現行のIPRT受信系は、325MHz(および開発中の650MHz)を中心とした狭帯域高感度観測に加え、100-500MHz帯をターゲットとした広帯域太陽電波スペクトル観測システムを独立して備えている。しかし、後者の広帯域システムにおいては開口能率が平均20%程度にとどまり、十分な感度が得られていないという課題があった。
そこで本研究では、広帯域かつ高感度化が可能な角錐型sinuousアンテナの導入を決定し、以下の2点を目標に設計を開始した。
①100MHz〜700MHzの帯域において、平均40%まで開口能率を引き上げる。
②主要観測周波数である325MHzおよび625MHzにおいて、60%の開口能率を達成する。
これまでに、電磁界シミュレーションソフトFEKOを用いたアンテナ設計と、それに基づく1/5スケール実機を用いた電波暗室での遠方界測定を実施した。本セミナーでは、これらの開発の現状と今後の見通しについて紹介する。

The Iidate Planetary Radio Telescope (IPRT), operated by PPARC, is currently developing a new receiver aimed at achieving wider bandwidth and higher sensitivity for observations.
The current IPRT receiving system is equipped with an independent broadband solar radio spectral observation system targeting the 100–500 MHz band, in addition to narrowband high-sensitivity observations centered at 325 MHz (and 650 MHz, currently under development). However, the broadband system faces a challenge regarding aperture efficiency, which remains at an average of approximately 20%, resulting in insufficient sensitivity.

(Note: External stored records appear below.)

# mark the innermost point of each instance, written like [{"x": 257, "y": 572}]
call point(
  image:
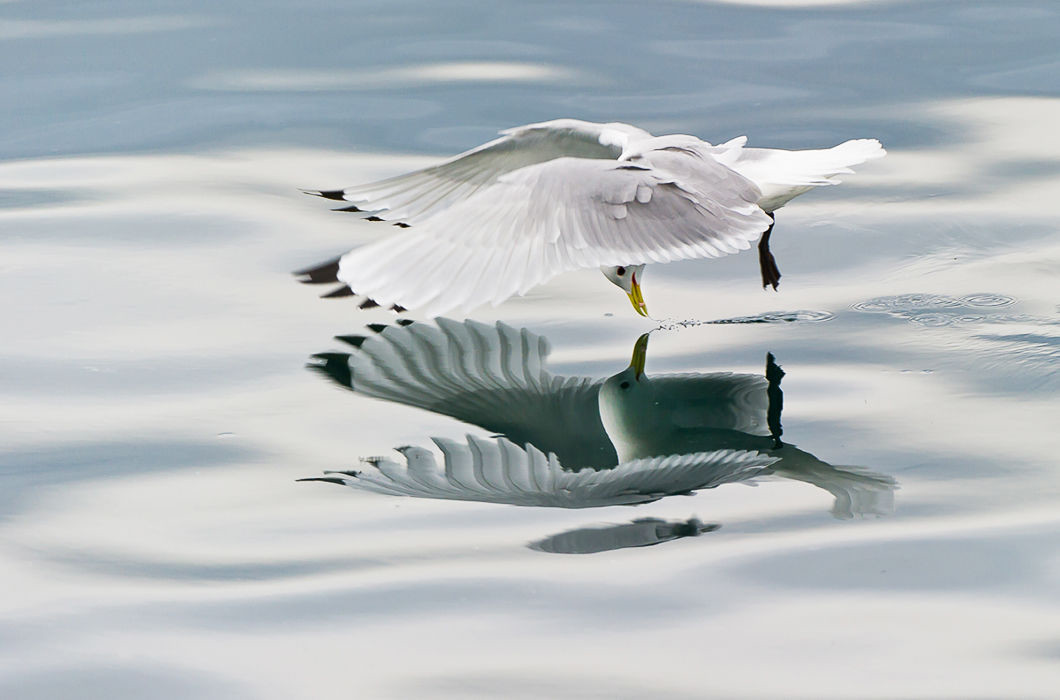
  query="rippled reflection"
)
[{"x": 575, "y": 441}]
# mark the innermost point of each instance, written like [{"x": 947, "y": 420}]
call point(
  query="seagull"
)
[
  {"x": 573, "y": 441},
  {"x": 566, "y": 194}
]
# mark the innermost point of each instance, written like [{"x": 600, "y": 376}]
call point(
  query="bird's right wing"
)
[
  {"x": 499, "y": 471},
  {"x": 494, "y": 377},
  {"x": 540, "y": 221},
  {"x": 414, "y": 196}
]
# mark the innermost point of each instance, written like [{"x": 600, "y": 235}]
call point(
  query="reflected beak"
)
[
  {"x": 639, "y": 356},
  {"x": 637, "y": 298}
]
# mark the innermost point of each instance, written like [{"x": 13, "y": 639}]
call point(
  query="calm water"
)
[{"x": 157, "y": 409}]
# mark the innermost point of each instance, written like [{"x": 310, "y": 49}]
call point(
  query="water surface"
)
[{"x": 157, "y": 408}]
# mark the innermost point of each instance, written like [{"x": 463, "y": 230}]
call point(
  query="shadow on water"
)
[{"x": 577, "y": 441}]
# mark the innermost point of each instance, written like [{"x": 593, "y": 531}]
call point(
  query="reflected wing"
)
[
  {"x": 414, "y": 196},
  {"x": 499, "y": 471},
  {"x": 529, "y": 225},
  {"x": 858, "y": 491},
  {"x": 719, "y": 400},
  {"x": 641, "y": 532},
  {"x": 489, "y": 375}
]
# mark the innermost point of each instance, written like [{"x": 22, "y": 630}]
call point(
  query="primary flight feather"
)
[{"x": 561, "y": 195}]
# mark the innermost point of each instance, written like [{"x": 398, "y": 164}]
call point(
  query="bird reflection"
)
[
  {"x": 575, "y": 441},
  {"x": 641, "y": 532}
]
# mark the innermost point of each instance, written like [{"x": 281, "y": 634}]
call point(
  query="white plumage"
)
[
  {"x": 571, "y": 441},
  {"x": 566, "y": 194},
  {"x": 498, "y": 471}
]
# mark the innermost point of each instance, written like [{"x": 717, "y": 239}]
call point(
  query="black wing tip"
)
[
  {"x": 335, "y": 366},
  {"x": 355, "y": 340},
  {"x": 321, "y": 274},
  {"x": 337, "y": 195},
  {"x": 338, "y": 293}
]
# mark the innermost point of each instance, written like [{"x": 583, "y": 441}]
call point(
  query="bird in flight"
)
[{"x": 566, "y": 194}]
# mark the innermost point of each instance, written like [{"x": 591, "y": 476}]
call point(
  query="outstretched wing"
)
[
  {"x": 412, "y": 197},
  {"x": 489, "y": 375},
  {"x": 499, "y": 471},
  {"x": 534, "y": 223}
]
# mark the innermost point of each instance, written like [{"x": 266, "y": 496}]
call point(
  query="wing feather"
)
[
  {"x": 499, "y": 471},
  {"x": 542, "y": 220},
  {"x": 417, "y": 195}
]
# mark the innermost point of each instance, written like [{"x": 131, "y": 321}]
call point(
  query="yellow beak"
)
[
  {"x": 639, "y": 355},
  {"x": 637, "y": 298}
]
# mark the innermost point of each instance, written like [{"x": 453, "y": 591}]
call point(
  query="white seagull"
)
[{"x": 565, "y": 194}]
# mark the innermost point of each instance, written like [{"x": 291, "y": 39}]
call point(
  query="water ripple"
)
[{"x": 769, "y": 317}]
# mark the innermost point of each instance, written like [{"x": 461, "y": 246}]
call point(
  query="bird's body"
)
[{"x": 566, "y": 194}]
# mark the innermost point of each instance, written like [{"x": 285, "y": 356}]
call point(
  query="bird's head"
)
[{"x": 628, "y": 277}]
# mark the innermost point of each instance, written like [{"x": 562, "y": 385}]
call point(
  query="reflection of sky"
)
[{"x": 155, "y": 408}]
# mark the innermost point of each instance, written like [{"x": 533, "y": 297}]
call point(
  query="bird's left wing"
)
[
  {"x": 564, "y": 214},
  {"x": 412, "y": 197},
  {"x": 499, "y": 471}
]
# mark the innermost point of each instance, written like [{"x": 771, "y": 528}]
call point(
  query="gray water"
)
[{"x": 157, "y": 410}]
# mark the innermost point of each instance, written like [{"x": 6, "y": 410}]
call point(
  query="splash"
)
[{"x": 769, "y": 317}]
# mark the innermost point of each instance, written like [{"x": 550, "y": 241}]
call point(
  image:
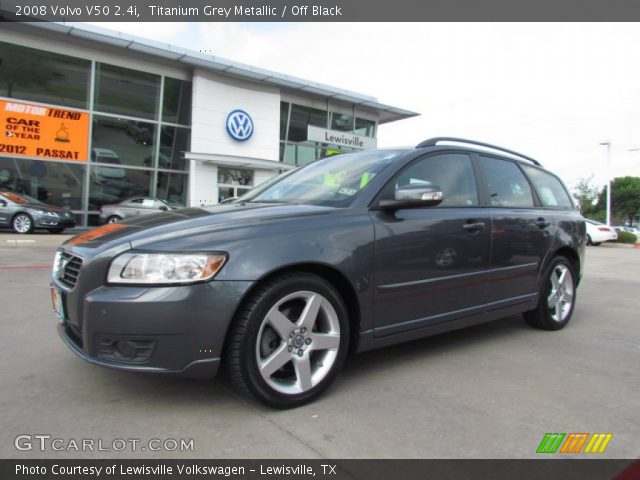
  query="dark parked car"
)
[
  {"x": 349, "y": 253},
  {"x": 134, "y": 207},
  {"x": 24, "y": 214}
]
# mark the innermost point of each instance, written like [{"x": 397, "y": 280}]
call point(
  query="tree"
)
[
  {"x": 625, "y": 197},
  {"x": 586, "y": 194}
]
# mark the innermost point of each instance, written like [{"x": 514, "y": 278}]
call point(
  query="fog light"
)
[{"x": 126, "y": 348}]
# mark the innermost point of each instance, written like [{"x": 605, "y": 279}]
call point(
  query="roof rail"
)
[{"x": 432, "y": 142}]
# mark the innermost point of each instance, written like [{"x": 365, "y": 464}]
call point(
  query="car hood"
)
[
  {"x": 46, "y": 208},
  {"x": 187, "y": 222}
]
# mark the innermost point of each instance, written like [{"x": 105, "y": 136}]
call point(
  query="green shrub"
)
[{"x": 626, "y": 237}]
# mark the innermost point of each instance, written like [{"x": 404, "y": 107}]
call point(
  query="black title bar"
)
[
  {"x": 543, "y": 469},
  {"x": 318, "y": 10}
]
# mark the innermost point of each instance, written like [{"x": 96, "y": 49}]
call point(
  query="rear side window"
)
[
  {"x": 549, "y": 189},
  {"x": 507, "y": 185},
  {"x": 452, "y": 172}
]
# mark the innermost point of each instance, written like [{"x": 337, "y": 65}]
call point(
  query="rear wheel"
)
[
  {"x": 289, "y": 340},
  {"x": 557, "y": 296},
  {"x": 22, "y": 223}
]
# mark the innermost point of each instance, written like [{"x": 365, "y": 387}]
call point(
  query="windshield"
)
[
  {"x": 333, "y": 181},
  {"x": 19, "y": 198}
]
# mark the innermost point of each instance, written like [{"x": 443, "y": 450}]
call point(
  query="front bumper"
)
[
  {"x": 169, "y": 330},
  {"x": 43, "y": 221}
]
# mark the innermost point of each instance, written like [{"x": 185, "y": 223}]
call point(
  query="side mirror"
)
[{"x": 414, "y": 196}]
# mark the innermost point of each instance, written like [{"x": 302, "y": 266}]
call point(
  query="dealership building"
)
[{"x": 91, "y": 117}]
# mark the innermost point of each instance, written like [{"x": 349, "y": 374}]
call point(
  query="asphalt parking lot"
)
[{"x": 490, "y": 391}]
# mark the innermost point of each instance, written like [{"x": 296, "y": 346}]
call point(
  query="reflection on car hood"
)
[
  {"x": 190, "y": 221},
  {"x": 46, "y": 208}
]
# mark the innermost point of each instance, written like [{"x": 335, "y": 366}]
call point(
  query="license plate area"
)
[{"x": 58, "y": 306}]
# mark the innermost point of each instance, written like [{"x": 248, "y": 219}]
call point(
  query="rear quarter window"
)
[
  {"x": 506, "y": 184},
  {"x": 550, "y": 190}
]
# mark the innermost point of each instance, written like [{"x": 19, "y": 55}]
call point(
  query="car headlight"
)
[
  {"x": 164, "y": 268},
  {"x": 47, "y": 213}
]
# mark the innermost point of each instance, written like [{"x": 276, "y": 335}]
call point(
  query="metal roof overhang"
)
[
  {"x": 192, "y": 58},
  {"x": 243, "y": 162}
]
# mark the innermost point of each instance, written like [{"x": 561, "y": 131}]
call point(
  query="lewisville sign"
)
[{"x": 343, "y": 139}]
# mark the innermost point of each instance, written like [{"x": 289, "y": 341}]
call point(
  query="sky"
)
[{"x": 553, "y": 91}]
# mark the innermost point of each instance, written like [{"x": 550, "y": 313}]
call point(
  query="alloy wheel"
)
[
  {"x": 22, "y": 223},
  {"x": 298, "y": 342},
  {"x": 561, "y": 291}
]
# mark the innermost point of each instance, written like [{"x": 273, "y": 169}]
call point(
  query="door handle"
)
[
  {"x": 542, "y": 223},
  {"x": 472, "y": 226}
]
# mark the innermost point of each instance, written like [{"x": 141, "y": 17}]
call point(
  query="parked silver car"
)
[
  {"x": 133, "y": 207},
  {"x": 24, "y": 214}
]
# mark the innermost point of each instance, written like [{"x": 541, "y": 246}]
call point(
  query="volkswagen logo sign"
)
[{"x": 239, "y": 125}]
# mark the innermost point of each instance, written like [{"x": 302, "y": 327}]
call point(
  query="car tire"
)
[
  {"x": 289, "y": 340},
  {"x": 22, "y": 223},
  {"x": 557, "y": 296}
]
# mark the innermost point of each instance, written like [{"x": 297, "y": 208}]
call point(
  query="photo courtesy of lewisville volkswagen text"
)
[{"x": 298, "y": 239}]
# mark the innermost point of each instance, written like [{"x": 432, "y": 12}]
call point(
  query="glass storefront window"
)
[
  {"x": 120, "y": 141},
  {"x": 174, "y": 142},
  {"x": 235, "y": 176},
  {"x": 126, "y": 92},
  {"x": 172, "y": 187},
  {"x": 301, "y": 117},
  {"x": 109, "y": 185},
  {"x": 341, "y": 122},
  {"x": 39, "y": 76},
  {"x": 225, "y": 192},
  {"x": 176, "y": 105},
  {"x": 55, "y": 183},
  {"x": 365, "y": 127},
  {"x": 284, "y": 118}
]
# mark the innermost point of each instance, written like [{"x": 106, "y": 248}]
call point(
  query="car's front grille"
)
[{"x": 71, "y": 271}]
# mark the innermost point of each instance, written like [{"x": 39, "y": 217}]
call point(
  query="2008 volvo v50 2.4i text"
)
[{"x": 348, "y": 253}]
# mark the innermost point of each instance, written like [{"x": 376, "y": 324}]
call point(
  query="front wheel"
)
[
  {"x": 22, "y": 223},
  {"x": 557, "y": 296},
  {"x": 289, "y": 340}
]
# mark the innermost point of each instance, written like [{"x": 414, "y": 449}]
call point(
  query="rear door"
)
[
  {"x": 521, "y": 233},
  {"x": 5, "y": 210},
  {"x": 430, "y": 263}
]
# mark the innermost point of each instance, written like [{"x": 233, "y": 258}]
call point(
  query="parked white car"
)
[{"x": 598, "y": 232}]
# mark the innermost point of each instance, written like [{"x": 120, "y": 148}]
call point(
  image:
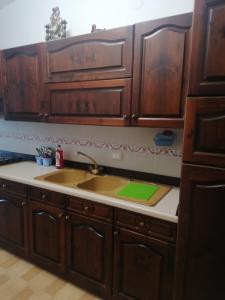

Therefore, in this study, we decided to introduce a pyramidal sinuous antenna capable of achieving both wide bandwidth and high sensitivity, and initiated the design with the following two goals:
1. To increase the aperture efficiency to an average of 40% in the 100–700 MHz band.
2. To achieve an aperture efficiency of 60% at the primary observation frequencies of 325 MHz and 625 MHz.
To date, we have conducted antenna design using the electromagnetic simulation software FEKO and performed far-field measurements in an anechoic chamber using a 1/5 scale model. In this seminar, we will present the current status of development and future prospects.